The Syrian Gamble

You know what’s wrong with all the talk, the incessant and cocksure talk, about attacking Syria? Everything. At least everything that matters.

Sure, it would temporarily feel good if America were to strike a blow against a despotic and desperate regime that has killed thousands of its own citizens, including women and children.

Sure, it would be justified, at least morally, to demonstrate to other brutal tyrants around the world that the use of chemical weapons cannot be tolerated.

Sure, we could do great damage to Bashar al-Assad by way of some tactical attacks against his military assets, possibly even tipping the balance in favor of the disparate Syrian opposition, some of whom, if they topple the government, we will undoubtedly hear from again, since they are our ideological and theological enemies.

Before the pundits and politicians talk decisively about involving the U.S. in the Syrian mess, what we should be talking about is why would Assad do such a thing now and why would he do it where he allegedly ordered it? As Syrian Kurdish leader Salen Muslim said,

The regime in Syria … has chemical weapons, but they wouldn’t use them around Damascus, 5 km from the (U.N.) committee which is investigating chemical weapons.

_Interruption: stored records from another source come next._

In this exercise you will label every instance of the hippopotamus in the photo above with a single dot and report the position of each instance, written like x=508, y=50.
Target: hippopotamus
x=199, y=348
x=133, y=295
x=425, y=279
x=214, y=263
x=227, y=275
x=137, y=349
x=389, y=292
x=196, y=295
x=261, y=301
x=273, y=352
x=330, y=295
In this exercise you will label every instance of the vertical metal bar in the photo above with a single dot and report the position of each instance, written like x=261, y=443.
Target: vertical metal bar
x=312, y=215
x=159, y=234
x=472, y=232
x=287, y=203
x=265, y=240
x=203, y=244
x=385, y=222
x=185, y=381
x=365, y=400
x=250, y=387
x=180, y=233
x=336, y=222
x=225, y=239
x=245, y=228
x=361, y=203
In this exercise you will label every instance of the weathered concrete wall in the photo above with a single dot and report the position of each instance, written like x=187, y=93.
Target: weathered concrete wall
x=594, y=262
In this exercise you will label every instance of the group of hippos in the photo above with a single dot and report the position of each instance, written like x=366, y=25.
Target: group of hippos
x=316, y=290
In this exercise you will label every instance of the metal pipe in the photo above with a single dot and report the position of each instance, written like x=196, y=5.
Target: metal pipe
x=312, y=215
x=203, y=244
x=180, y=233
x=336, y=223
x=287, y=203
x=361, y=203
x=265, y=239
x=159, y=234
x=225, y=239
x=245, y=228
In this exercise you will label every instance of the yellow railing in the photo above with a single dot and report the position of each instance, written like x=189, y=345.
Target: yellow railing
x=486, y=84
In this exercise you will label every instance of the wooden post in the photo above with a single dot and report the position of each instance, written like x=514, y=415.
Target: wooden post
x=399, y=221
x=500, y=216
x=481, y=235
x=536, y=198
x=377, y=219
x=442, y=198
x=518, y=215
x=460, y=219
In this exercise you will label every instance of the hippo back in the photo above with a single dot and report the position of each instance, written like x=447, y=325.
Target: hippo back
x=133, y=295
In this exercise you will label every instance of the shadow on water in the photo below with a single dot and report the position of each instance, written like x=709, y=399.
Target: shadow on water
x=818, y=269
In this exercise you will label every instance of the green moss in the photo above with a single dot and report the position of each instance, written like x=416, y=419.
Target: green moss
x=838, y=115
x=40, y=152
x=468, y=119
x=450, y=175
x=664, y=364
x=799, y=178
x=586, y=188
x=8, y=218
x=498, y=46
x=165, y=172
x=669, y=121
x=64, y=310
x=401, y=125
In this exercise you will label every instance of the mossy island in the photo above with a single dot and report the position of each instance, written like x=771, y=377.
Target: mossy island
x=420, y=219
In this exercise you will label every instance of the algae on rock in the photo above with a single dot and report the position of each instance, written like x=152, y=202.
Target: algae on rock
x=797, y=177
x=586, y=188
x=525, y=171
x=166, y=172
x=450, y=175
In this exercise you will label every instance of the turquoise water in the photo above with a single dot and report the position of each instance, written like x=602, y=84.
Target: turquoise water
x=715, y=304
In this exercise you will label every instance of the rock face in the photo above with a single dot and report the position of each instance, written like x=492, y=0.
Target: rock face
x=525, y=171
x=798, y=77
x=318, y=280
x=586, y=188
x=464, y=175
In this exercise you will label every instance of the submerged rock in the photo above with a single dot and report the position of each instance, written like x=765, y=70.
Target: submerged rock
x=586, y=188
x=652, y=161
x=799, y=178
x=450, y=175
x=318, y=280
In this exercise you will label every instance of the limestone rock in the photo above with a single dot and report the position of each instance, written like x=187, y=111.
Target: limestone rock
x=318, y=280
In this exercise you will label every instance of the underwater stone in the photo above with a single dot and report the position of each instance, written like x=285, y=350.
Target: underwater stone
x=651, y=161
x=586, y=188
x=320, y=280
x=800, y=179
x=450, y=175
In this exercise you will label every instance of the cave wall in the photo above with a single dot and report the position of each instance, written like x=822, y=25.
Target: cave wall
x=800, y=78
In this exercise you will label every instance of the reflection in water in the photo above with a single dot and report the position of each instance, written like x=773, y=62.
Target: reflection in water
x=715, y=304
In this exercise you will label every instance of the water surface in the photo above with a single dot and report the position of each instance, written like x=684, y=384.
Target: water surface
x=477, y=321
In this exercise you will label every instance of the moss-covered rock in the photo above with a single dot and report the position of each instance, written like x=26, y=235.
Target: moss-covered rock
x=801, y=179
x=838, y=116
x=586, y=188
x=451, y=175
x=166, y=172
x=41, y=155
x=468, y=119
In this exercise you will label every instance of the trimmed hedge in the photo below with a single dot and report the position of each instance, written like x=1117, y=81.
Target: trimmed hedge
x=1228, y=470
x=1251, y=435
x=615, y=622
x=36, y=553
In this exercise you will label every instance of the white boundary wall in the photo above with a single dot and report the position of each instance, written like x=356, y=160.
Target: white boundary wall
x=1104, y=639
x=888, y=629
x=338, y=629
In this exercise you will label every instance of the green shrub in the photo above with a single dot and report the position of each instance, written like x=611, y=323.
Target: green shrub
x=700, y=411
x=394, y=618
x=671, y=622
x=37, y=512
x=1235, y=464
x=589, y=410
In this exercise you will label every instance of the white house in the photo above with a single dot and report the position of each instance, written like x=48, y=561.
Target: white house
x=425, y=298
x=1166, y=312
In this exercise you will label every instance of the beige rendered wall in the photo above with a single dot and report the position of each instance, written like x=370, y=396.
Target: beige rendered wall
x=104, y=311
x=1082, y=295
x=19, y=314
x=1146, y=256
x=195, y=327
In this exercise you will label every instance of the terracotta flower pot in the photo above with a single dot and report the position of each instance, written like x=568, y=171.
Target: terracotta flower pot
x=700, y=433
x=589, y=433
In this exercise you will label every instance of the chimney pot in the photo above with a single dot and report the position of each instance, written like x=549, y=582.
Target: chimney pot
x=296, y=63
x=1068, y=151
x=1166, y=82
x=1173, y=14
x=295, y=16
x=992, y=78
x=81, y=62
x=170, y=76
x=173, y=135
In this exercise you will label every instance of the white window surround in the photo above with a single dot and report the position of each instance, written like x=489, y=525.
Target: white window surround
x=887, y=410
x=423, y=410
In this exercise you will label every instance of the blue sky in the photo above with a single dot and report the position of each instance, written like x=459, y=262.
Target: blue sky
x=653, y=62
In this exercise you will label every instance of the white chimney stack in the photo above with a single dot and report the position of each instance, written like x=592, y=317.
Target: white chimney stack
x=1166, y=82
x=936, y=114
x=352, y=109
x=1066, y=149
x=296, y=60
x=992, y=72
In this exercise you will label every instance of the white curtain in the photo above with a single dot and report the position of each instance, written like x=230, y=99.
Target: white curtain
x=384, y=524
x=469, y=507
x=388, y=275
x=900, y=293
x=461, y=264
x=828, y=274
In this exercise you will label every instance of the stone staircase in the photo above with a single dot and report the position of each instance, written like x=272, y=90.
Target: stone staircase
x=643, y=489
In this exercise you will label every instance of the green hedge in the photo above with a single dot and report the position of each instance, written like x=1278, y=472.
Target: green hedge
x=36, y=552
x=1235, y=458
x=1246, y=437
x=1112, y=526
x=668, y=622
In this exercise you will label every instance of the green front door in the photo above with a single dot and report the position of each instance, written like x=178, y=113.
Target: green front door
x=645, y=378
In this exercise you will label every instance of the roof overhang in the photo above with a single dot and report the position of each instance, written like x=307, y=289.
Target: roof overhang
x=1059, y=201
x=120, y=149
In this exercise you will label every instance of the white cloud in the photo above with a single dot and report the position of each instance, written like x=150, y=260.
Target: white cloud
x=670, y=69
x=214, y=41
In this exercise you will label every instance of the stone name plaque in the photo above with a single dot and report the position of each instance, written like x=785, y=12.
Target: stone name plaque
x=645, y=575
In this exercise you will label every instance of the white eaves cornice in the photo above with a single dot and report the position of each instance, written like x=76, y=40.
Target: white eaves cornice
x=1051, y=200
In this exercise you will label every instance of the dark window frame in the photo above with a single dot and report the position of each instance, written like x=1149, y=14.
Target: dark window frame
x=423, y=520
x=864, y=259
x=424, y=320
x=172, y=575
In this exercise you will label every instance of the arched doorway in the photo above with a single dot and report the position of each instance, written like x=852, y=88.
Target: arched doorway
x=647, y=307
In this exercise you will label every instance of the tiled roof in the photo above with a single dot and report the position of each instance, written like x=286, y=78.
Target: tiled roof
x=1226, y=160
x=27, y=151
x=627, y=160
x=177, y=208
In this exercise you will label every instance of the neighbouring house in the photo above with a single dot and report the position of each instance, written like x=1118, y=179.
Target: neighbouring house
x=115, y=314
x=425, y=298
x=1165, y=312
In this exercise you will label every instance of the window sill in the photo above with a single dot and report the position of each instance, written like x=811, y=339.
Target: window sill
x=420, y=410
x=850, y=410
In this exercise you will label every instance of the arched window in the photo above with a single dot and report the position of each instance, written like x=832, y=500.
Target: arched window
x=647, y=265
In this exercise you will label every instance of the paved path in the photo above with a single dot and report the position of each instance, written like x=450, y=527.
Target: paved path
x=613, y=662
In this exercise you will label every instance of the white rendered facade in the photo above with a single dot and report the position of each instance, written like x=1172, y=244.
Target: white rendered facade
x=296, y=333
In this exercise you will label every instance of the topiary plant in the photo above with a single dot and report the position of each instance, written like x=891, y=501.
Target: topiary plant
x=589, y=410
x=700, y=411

Of course they are not so stupid as to do so.

It is possible of course that Syrian leadership is that stupid. But shouldn’t we be absolutely certain first? After the Iraq war’s weapons-of-mass-destruction mass delusion, shouldn’t we be sure?

And before launching missiles and dropping bombs and satisfying the war-thirst of John McCain, we should be talking about the “additional information” related to the chemical attack that Secretary of State John Kerry said the United States would provide “in the days ahead.” That was on August 23. So far, all I’ve heard that would directly—as opposed to circumstantially—tie the Syrian government to the chemical attack is a report of intercepted calls by U.S. intelligence gatherers, as Foreign Policy’s The Cable reported:

Last Wednesday, in the hours after a horrific chemical attack east of Damascus, an official at the Syrian Ministry of Defense exchanged panicked phone calls with a leader of a chemical weapons unit, demanding answers for a nerve agent strike that killed more than 1,000 people. 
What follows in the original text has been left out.